Domain decomposition

I found that using more than 8 trees per rank slows down the calculations massively and introduces an enormous overhead, when we do the domain partitioning. Therefore, I constrain the maximum number of initial trees to 8 per rank, and then I also introduce a minimal tree size of 100. As the documentation of exahype2::LoadBalancingConfiguration::LoadBalancingConfiguration() clarifies, this minimal tree size is not used for the initial decomposition (this is where the 8 steps in), but it is used afterwards.

High level code tuning

The lionshare of the compute time is burnt within the Finite Volume patches. I followed a series of optimisation steps to get this part of the code faster:

  1. I switched to a heap-based data storage.
  2. I notified the solver that all the ncp, eigenvalue and source terms are side effect-free. That is, they do not alter any global state and solely the patch outcome.
  3. I alter the generated Makefile manually. That is, I replace the solver part with
    solver: $(CXX_OBJS) $(FORTRAN_OBJS)
    rm tasks/*.o
    $(CXX) $(CXXFLAGS) -qopt-report=3 -c tasks/CCZ4SBH_FD4EnclaveTask.cpp -o tasks/CCZ4SBH_FD4EnclaveTask.o
    $(CXX) $(CXXFLAGS) -qopt-report=3 -c tasks/CCZ4SBH_FVEnclaveTask.cpp -o tasks/CCZ4SBH_FVEnclaveTask.o
    $(CXX) $(FORTRAN_MODULE_OBJS) $(FORTRAN_OBJS) $(CXX_OBJS) $(LDFLAGS) $(CU_OBJS) $(LIBS) -o peano_sbh_2.0
    This follows Peano's recommendations how to obtain meaningful optimisation reports. However, it will result in many warnings, as the compiler will be unable to inline and consequently vectorise the required static functions.

Concurrency analysis with default task orchestration

When we visualise the CPU occupation, we get an image similar to the one below.

One time step starts at 115s. We have four threads here. Their partitions are not perfectly balanced. This leads to an oversubscribed thread 3. The primary sweep is relatively cheap, as most patch updates are deployed into tasks and hence not computed. Arround 118s, all four threads start the second grid sweep which again is very short besides on the fourth thread. It also remains a mystery why the heavy Finite Volume patch updates, which are all clearly visible (there are 7 of them), all are executed sequentially.

Things start to make sense once we study the result of tarch::multicore::orchestration::createDefaultStrategy() and run VTune once more with native threading. The default implementation always tries to hold back 16 tasks to be able to fuse them on the GPU. Unfortunately, our expensive Finite Volume patches are among these 16. Therefore, they are really only processed when a thread requests their outcome. The native task realisation maps all enclave tasks onto proper (OpenMP) tasks

and hence does a significantly better job. Finally, also some of the patch updates of the limited regions are computed in parallel. Still, we see those massive imbalances.

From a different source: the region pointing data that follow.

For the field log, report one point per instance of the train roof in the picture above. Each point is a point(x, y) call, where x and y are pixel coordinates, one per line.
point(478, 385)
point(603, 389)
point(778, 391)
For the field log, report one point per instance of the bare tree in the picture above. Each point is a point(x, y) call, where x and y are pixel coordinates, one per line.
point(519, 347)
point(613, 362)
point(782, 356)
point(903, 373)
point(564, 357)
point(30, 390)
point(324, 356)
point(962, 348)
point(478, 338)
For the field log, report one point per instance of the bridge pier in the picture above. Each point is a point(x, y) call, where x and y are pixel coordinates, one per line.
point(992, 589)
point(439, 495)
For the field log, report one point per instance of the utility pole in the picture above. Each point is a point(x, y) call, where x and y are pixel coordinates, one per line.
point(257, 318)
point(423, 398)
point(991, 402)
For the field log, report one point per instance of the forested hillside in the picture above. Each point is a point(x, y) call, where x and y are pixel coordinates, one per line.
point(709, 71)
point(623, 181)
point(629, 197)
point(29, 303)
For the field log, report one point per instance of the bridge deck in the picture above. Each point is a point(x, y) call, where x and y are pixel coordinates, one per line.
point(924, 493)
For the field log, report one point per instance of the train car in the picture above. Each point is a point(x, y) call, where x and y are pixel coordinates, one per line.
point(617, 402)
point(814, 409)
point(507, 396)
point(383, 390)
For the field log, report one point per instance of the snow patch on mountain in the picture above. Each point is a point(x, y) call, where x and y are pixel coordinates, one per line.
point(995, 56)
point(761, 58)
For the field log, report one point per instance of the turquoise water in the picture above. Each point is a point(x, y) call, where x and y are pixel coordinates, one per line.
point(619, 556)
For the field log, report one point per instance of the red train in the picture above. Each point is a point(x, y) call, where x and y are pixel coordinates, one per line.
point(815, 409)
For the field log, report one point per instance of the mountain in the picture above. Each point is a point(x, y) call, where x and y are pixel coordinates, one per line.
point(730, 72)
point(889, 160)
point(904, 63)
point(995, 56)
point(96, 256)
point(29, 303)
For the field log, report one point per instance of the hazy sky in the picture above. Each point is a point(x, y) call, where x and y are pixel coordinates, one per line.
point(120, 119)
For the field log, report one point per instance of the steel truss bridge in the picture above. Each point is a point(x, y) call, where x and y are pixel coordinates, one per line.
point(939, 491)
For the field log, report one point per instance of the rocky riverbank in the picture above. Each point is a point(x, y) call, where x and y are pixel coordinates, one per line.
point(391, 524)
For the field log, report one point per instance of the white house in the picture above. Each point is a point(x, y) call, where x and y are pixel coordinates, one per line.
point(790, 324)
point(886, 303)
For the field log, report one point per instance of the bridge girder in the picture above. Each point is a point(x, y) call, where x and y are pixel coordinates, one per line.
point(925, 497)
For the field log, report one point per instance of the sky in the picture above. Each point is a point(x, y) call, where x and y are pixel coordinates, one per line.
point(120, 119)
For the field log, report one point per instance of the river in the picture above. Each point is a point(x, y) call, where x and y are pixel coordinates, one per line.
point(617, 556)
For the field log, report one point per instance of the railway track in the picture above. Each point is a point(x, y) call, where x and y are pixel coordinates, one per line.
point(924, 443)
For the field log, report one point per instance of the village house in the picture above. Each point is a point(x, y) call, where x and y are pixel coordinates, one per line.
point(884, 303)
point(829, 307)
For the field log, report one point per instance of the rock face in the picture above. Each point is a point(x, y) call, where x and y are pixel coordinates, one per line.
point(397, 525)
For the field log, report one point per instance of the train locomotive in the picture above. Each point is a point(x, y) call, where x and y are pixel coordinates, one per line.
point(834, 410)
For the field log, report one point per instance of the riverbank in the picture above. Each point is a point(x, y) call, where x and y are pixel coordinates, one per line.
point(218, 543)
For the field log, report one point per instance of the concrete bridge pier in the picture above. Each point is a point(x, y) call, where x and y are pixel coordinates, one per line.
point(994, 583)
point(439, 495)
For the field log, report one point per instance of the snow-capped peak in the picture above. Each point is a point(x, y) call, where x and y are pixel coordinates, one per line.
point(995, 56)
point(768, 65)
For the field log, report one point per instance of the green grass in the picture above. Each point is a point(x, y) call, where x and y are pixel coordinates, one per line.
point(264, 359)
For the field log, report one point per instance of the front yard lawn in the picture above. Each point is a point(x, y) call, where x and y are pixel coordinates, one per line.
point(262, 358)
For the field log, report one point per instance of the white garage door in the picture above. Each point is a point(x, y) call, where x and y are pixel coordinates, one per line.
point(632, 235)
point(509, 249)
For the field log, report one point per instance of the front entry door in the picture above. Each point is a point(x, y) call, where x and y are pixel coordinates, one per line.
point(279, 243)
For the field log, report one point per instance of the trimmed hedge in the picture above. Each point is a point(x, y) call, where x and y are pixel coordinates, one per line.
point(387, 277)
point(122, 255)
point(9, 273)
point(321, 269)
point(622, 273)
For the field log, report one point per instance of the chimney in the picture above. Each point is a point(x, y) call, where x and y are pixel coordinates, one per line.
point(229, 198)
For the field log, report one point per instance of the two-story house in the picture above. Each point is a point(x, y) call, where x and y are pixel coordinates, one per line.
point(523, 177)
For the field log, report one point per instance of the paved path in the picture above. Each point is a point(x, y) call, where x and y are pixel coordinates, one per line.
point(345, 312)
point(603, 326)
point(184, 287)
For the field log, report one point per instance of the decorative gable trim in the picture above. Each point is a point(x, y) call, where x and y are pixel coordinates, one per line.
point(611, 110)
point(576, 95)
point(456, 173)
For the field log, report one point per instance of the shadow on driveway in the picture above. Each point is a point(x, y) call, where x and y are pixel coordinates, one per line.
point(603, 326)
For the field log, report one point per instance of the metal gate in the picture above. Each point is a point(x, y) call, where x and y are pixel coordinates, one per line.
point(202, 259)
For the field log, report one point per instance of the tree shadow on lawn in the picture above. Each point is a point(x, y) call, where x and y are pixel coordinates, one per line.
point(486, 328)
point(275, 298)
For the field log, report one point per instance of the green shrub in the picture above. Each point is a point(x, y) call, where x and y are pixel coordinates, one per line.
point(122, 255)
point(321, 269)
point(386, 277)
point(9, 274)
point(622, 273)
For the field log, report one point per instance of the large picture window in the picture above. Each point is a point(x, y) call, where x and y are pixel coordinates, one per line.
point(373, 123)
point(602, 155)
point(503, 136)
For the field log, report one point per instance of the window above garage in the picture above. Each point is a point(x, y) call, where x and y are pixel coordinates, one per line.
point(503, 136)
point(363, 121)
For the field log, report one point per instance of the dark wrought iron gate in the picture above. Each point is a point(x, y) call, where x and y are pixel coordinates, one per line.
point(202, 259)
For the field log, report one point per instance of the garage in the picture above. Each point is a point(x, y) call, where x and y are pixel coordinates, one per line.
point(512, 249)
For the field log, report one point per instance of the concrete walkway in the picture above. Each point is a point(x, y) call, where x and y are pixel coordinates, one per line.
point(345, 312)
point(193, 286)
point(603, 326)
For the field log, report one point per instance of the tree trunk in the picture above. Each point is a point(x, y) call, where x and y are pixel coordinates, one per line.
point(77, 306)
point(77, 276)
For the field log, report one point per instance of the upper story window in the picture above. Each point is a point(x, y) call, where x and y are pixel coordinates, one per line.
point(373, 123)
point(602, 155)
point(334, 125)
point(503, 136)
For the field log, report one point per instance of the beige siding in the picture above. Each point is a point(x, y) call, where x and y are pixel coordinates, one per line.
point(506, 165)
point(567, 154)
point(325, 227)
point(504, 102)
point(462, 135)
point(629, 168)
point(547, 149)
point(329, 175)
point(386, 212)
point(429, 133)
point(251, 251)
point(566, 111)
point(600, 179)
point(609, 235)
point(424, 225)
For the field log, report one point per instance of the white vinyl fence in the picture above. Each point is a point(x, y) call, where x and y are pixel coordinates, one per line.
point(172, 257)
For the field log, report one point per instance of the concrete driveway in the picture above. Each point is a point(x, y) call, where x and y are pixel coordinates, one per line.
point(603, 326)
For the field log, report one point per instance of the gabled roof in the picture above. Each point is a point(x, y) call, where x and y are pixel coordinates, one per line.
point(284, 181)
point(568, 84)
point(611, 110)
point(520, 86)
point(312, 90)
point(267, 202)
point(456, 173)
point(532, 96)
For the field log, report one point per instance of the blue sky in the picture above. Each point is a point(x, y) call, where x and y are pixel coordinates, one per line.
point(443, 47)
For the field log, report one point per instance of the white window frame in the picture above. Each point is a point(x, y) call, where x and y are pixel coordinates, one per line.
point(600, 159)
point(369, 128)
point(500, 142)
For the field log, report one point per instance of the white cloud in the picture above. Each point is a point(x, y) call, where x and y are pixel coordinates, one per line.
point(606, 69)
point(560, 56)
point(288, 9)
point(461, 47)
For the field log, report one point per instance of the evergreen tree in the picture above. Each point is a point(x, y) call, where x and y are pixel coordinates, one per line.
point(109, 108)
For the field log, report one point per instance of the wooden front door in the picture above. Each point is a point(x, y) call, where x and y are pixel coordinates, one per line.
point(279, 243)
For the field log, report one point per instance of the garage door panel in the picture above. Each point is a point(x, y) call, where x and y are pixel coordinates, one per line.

Tracing with Otter confirms that the Finite Volume and FD4 patches are spawned as enclave tasks. However, they drop in in totally random order and the expensive Finite Volume tasks run risk not to run in parallel but to be sequentialised. I hence introduce a tailored task orchestration:

Consult the documentation of the MulticoreOrchestration for information on its behaviour.

Optimise the actual compute kernels

We see that the majority of the runtime is now spent in the interpolation of the FD4 solver. The higher order FD scheme is too expensive and notably serialises things. Studying the call stack reveals that this interpolation does not occur at the AMR boundaries, but it is the interpolation within the limited region which slows down the calculation. Therefore, I started to tune the routine toolbox::blockstructured::interpolateCellDataAssociatedToVolumesIntoOverlappingCell_linear(). All the (OpenMP) parallelisation in there is a result of this benchmark. These optimisations are to be enabled explicitly by the scheduler.

I next try to do the same thing with the FV kernel. Here, we follow the recipes of the page describing how to make our compute kernels use all cores. In line with the description in there, we exploit the fact that we know that all patches can be updated in an embarrassingly parallel way. Furthermore, we know that literally all patches will be stateless.